MSNPs have emerged as promising drug carriers because of tunable pore sizes and high pore volume [12], [13], [14]. The possibility of diverse surface functionalization allows MSNPs to interact with a range of agents like polymers, dendrimers, bio-macromolecules, nanoparticles, and even therapeutic drugs. Considering these facts, few researchers have shown effective co-delivery of drugs and other biomacromolecules (e.g., siRNAs) using MSNPs. These reports have primarily utilized passive targeting of the nanocarrier to the target site. Passive targeting (based on the EPR effect) forms the basis of various cancer treatment strategies, but it has a few drawbacks [15], [16], [17]. Variation in the diffusion efficiency of drug molecules makes it increasingly harder to target all the cells within the tumor. Furthermore, lack of specificity in passive targeting leads to difficulty in process control, ultimately resulting in drug resistance. On the other hand, active targeting utilizes molecules on the nanocarrier, which can bind specifically to a receptor on cancer cells. This approach provides a greater degree of control than passive targeting wherein, post extravasation, the nanocarriers bind to cancer cells through specific interaction. Such binding specificity could be achieved by modifying nanocarriers with cancer-targeting antigens through various conjugation chemistries [18], [19]. These nanocarriers utilize receptor-ligand interactions for recognizing tumor cells, and the bound nanocarriers are effectively internalized by tumor cells, wherein the therapeutic molecules are released. A pre-requisite for such an approach is the overexpression of the receptors on cancer cells allowing targeting of these cells [12], [20].

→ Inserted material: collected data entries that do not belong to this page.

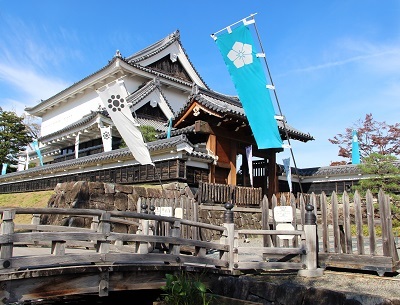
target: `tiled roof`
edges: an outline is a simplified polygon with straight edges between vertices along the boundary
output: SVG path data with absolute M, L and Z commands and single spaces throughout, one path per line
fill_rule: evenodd
M 166 132 L 168 129 L 166 123 L 162 121 L 156 121 L 148 118 L 143 118 L 140 116 L 138 116 L 136 119 L 140 126 L 151 126 L 154 127 L 155 130 L 160 132 Z
M 129 63 L 136 63 L 147 59 L 149 57 L 154 56 L 155 54 L 160 53 L 162 50 L 166 49 L 169 45 L 173 44 L 175 41 L 179 41 L 179 31 L 175 31 L 169 34 L 167 37 L 160 39 L 159 41 L 153 43 L 152 45 L 128 56 L 126 60 Z
M 176 118 L 179 118 L 184 113 L 186 113 L 186 111 L 191 106 L 192 102 L 196 101 L 199 104 L 203 105 L 204 107 L 207 107 L 208 109 L 218 112 L 222 115 L 229 114 L 230 116 L 233 115 L 246 119 L 246 115 L 244 113 L 242 104 L 237 97 L 224 95 L 204 88 L 196 88 L 196 90 L 197 93 L 194 93 L 189 97 L 187 103 L 178 112 Z M 285 132 L 284 127 L 286 127 L 289 136 L 291 136 L 292 138 L 301 141 L 314 140 L 314 138 L 310 134 L 301 132 L 300 130 L 293 128 L 287 123 L 283 124 L 283 122 L 280 120 L 277 120 L 277 123 L 278 123 L 278 129 L 281 133 Z
M 153 142 L 147 143 L 147 147 L 150 152 L 155 152 L 164 149 L 171 149 L 176 148 L 179 144 L 187 144 L 193 147 L 192 143 L 187 139 L 185 135 L 180 135 L 176 137 L 171 137 L 169 139 L 161 139 Z M 194 148 L 192 152 L 187 153 L 188 156 L 203 158 L 207 160 L 213 160 L 213 158 L 205 153 L 196 151 Z M 37 166 L 34 168 L 30 168 L 28 170 L 9 173 L 3 177 L 0 177 L 0 181 L 4 178 L 17 178 L 20 176 L 29 176 L 29 175 L 38 175 L 38 174 L 46 174 L 53 171 L 60 171 L 60 170 L 68 170 L 69 168 L 76 168 L 77 166 L 87 166 L 90 164 L 97 164 L 102 163 L 105 161 L 116 162 L 118 159 L 126 159 L 126 158 L 133 158 L 132 153 L 130 152 L 129 148 L 121 148 L 117 150 L 112 150 L 108 152 L 103 152 L 95 155 L 85 156 L 77 159 L 67 160 L 64 162 L 48 164 L 44 166 Z
M 145 48 L 139 52 L 136 52 L 136 53 L 132 54 L 131 56 L 128 56 L 126 58 L 126 61 L 130 64 L 133 64 L 136 67 L 142 67 L 140 65 L 136 65 L 136 63 L 160 53 L 162 50 L 166 49 L 168 46 L 170 46 L 174 42 L 179 43 L 187 60 L 189 61 L 190 65 L 192 66 L 193 70 L 196 72 L 198 77 L 208 88 L 207 84 L 204 82 L 203 78 L 200 76 L 200 74 L 194 67 L 193 63 L 190 61 L 190 58 L 189 58 L 188 54 L 186 53 L 185 49 L 183 48 L 181 40 L 180 40 L 179 30 L 176 30 L 175 32 L 169 34 L 167 37 L 160 39 L 159 41 L 153 43 L 152 45 L 148 46 L 147 48 Z
M 181 134 L 188 134 L 194 132 L 195 127 L 194 124 L 190 126 L 186 126 L 184 128 L 178 128 L 178 129 L 171 129 L 171 137 L 181 135 Z M 157 136 L 159 139 L 165 139 L 167 137 L 167 131 L 160 133 Z
M 87 125 L 89 123 L 94 123 L 94 122 L 96 122 L 96 119 L 99 116 L 100 117 L 104 117 L 104 118 L 108 117 L 107 110 L 104 109 L 102 111 L 92 111 L 91 113 L 83 116 L 80 120 L 78 120 L 78 121 L 76 121 L 76 122 L 74 122 L 74 123 L 72 123 L 70 125 L 67 125 L 64 128 L 62 128 L 62 129 L 60 129 L 60 130 L 58 130 L 56 132 L 52 132 L 52 133 L 47 134 L 47 135 L 45 135 L 43 137 L 40 137 L 39 141 L 40 142 L 45 142 L 48 139 L 51 139 L 52 137 L 57 136 L 58 134 L 61 134 L 63 132 L 67 132 L 69 130 L 72 130 L 72 129 L 77 128 L 77 127 L 81 127 L 83 125 Z
M 306 177 L 315 176 L 336 176 L 336 175 L 353 175 L 361 174 L 357 164 L 346 164 L 336 166 L 323 166 L 299 169 L 299 174 Z
M 185 81 L 185 80 L 180 79 L 180 78 L 173 77 L 171 75 L 162 73 L 160 71 L 156 71 L 156 70 L 153 70 L 151 68 L 143 67 L 143 66 L 141 66 L 139 64 L 132 64 L 132 63 L 128 63 L 128 64 L 130 64 L 132 67 L 135 67 L 136 69 L 142 70 L 142 71 L 147 72 L 147 73 L 151 73 L 151 74 L 153 74 L 155 76 L 158 76 L 158 77 L 161 77 L 161 78 L 164 78 L 164 79 L 172 80 L 172 81 L 174 81 L 174 82 L 176 82 L 178 84 L 185 85 L 185 86 L 188 86 L 188 87 L 192 86 L 191 82 Z
M 132 92 L 129 96 L 127 96 L 126 100 L 129 103 L 132 103 L 132 105 L 136 105 L 139 103 L 141 100 L 143 100 L 146 96 L 148 96 L 150 93 L 152 93 L 154 90 L 158 90 L 162 97 L 164 98 L 165 102 L 167 103 L 167 106 L 169 110 L 174 113 L 171 105 L 168 103 L 168 100 L 162 90 L 160 89 L 160 82 L 158 78 L 156 80 L 151 80 L 148 81 L 143 87 L 139 88 L 138 90 Z

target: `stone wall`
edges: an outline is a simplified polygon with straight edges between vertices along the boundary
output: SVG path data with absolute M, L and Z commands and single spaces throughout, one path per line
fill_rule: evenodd
M 193 197 L 190 189 L 180 183 L 171 183 L 154 187 L 121 185 L 103 182 L 65 182 L 59 183 L 54 189 L 47 206 L 53 208 L 100 209 L 106 211 L 139 212 L 139 198 L 145 198 L 148 203 L 154 204 L 163 199 L 179 201 L 180 197 Z M 148 204 L 149 205 L 149 204 Z M 64 226 L 90 227 L 92 219 L 70 217 L 65 215 L 45 215 L 41 219 L 43 224 L 57 224 Z M 119 226 L 115 224 L 115 226 Z M 117 231 L 125 232 L 124 225 Z M 115 228 L 114 228 L 115 229 Z
M 160 186 L 143 187 L 88 181 L 59 183 L 47 206 L 140 212 L 139 198 L 148 206 L 172 206 L 176 208 L 182 207 L 182 202 L 185 202 L 183 207 L 187 219 L 214 225 L 222 225 L 223 223 L 225 208 L 222 205 L 202 205 L 198 209 L 194 209 L 193 205 L 198 203 L 195 201 L 191 189 L 184 183 L 163 185 L 162 189 Z M 195 215 L 195 213 L 198 213 L 198 215 Z M 92 219 L 65 215 L 45 215 L 42 216 L 41 222 L 43 224 L 89 228 Z M 241 208 L 240 211 L 234 213 L 234 222 L 237 229 L 261 229 L 261 209 Z M 114 229 L 119 232 L 130 230 L 125 225 L 115 224 L 115 227 Z M 215 231 L 202 230 L 201 233 L 203 240 L 219 238 L 219 236 L 215 236 Z
M 343 277 L 343 275 L 338 275 Z M 369 285 L 381 287 L 379 294 L 372 294 L 368 281 L 366 284 L 356 279 L 351 280 L 348 291 L 339 291 L 343 284 L 334 278 L 302 278 L 278 273 L 260 276 L 220 276 L 211 283 L 211 291 L 217 295 L 233 299 L 246 300 L 251 304 L 263 305 L 399 305 L 397 283 L 370 280 Z M 317 283 L 320 287 L 317 287 Z M 393 281 L 392 281 L 393 282 Z M 325 283 L 325 284 L 324 284 Z M 389 285 L 390 284 L 390 285 Z M 385 287 L 386 286 L 386 287 Z M 254 303 L 253 303 L 254 302 Z M 220 303 L 221 304 L 221 303 Z

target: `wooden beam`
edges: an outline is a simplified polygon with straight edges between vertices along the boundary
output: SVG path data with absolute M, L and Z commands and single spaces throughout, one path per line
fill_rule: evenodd
M 272 198 L 272 195 L 277 194 L 278 189 L 278 177 L 276 176 L 276 153 L 273 150 L 269 151 L 268 158 L 268 199 Z
M 237 142 L 231 141 L 231 149 L 230 149 L 230 172 L 228 176 L 228 184 L 236 185 L 236 154 L 237 154 Z
M 217 137 L 214 134 L 210 134 L 207 140 L 206 148 L 212 151 L 214 154 L 217 152 Z M 208 174 L 208 182 L 215 182 L 215 164 L 210 164 L 210 173 Z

Nucleolin is one such antigen localized on the surface of tumor cells on nucleolus dissolution. The dissolution of the nucleolus is one of the hallmarks of cancers, which also results in the dysregulation of nucleolar activities [21]. The disintegration of the nucleolus results in the release of the protein machinery [including nucleoplasmin and nucleolin (NCL)] in the cytoplasm [22]. The released NCL localizes to the membrane of the cancer cells, and thus, cancer cells pose an enhanced presence of NCL on their surface. The enhanced representation of NCL on cancer cell membranes makes them promising molecules for targeting cancer cells. To achieve nucleolin targeting, an aptamer, AS1411, has been developed against it. It is a 26-base, G-rich DNA oligonucleotide that functions as the NCL-binding aptamer [23]. AS1411 can be used to develop a platform that can effectively target different types of cancers, owing to the presence of NCL on the surface of various cancer cells. Hence, AS1411 holds tremendous potential to target nanocarriers to a wide range of cancer cells.

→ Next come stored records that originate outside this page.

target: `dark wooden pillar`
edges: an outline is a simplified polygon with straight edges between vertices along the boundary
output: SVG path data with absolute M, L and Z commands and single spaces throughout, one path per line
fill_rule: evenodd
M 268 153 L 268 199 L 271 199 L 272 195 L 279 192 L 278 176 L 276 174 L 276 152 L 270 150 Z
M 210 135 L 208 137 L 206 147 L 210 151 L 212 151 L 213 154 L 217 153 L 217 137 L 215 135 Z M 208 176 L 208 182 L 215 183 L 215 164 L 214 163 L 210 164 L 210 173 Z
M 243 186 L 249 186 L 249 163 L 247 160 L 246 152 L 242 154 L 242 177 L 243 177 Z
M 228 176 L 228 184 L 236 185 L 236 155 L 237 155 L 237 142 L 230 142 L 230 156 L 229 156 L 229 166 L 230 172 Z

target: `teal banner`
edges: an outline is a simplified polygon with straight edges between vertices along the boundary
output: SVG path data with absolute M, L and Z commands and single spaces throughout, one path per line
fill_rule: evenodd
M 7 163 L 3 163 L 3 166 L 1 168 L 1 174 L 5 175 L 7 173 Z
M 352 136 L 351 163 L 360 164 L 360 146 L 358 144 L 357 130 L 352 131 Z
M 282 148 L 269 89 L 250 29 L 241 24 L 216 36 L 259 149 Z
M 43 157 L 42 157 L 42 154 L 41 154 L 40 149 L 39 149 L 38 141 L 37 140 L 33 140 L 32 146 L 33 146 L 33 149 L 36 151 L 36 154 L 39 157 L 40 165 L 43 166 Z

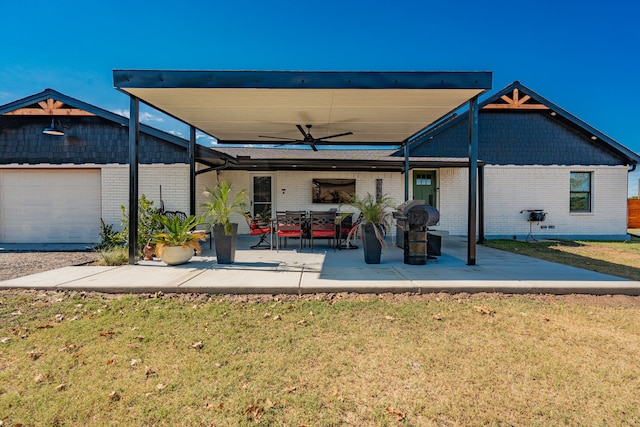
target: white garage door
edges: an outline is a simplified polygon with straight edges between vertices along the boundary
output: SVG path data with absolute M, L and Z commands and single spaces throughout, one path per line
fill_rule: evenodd
M 0 242 L 97 242 L 100 200 L 99 169 L 0 170 Z

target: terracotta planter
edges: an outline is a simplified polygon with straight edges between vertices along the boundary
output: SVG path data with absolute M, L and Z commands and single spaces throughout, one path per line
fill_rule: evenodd
M 188 246 L 168 246 L 164 248 L 160 259 L 168 265 L 179 265 L 189 262 L 192 256 L 193 248 Z
M 364 262 L 367 264 L 380 264 L 382 244 L 376 237 L 373 224 L 364 224 L 362 226 L 362 248 L 364 250 Z
M 231 224 L 231 235 L 224 234 L 222 225 L 213 226 L 213 243 L 216 247 L 218 264 L 233 264 L 236 259 L 236 242 L 238 240 L 238 224 Z

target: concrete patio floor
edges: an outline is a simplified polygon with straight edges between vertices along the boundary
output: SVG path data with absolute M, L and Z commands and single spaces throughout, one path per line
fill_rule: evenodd
M 280 251 L 249 249 L 256 237 L 239 236 L 236 261 L 216 263 L 204 244 L 202 256 L 167 266 L 159 260 L 134 266 L 65 267 L 0 282 L 0 289 L 27 288 L 98 292 L 199 292 L 302 294 L 316 292 L 503 292 L 640 295 L 640 282 L 477 246 L 477 265 L 466 265 L 466 239 L 442 239 L 442 256 L 426 265 L 404 264 L 391 245 L 380 264 L 364 263 L 362 248 L 333 252 L 324 241 L 314 252 L 297 242 Z M 293 249 L 292 249 L 293 248 Z M 14 248 L 15 249 L 15 248 Z

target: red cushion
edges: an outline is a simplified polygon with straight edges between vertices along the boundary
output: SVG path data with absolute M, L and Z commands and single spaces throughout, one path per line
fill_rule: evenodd
M 283 237 L 298 237 L 300 236 L 300 231 L 299 230 L 279 230 L 278 231 L 278 236 L 283 236 Z
M 250 231 L 250 233 L 252 235 L 256 235 L 256 234 L 267 234 L 270 233 L 271 229 L 270 228 L 254 228 Z
M 311 234 L 313 237 L 333 237 L 336 233 L 333 230 L 314 230 Z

The present study aimed to develop an MSNPs-based nanocarrier for targeted co-delivery of drug and siRNA to drug-resistant TNBCs. To achieve this, MSNPs were sequentially modified with poly-L-arginine (PLR) and PEG. To develop a targeted nanocarrier, AS1411 aptamer has been conjugated to MSNPs-PLR-PEG in the present study. In parallel, TNBC cells (MDA MB-231) were made resistant to DOX. The developed nanocarrier protected siRNA against serum-nuclease for up to 24 h and was found to be biocompatible. The co-delivery of DOX and siRNA against BCL-xL and BCL-2 showed >10- and 40-fold reduction in IC₅₀ of DOX, respectively. These results were further validated on the cells grown on 3D scaffolds. Thus, the present work highlights the potential of a developed nanocarrier against highly aggressive TNBC.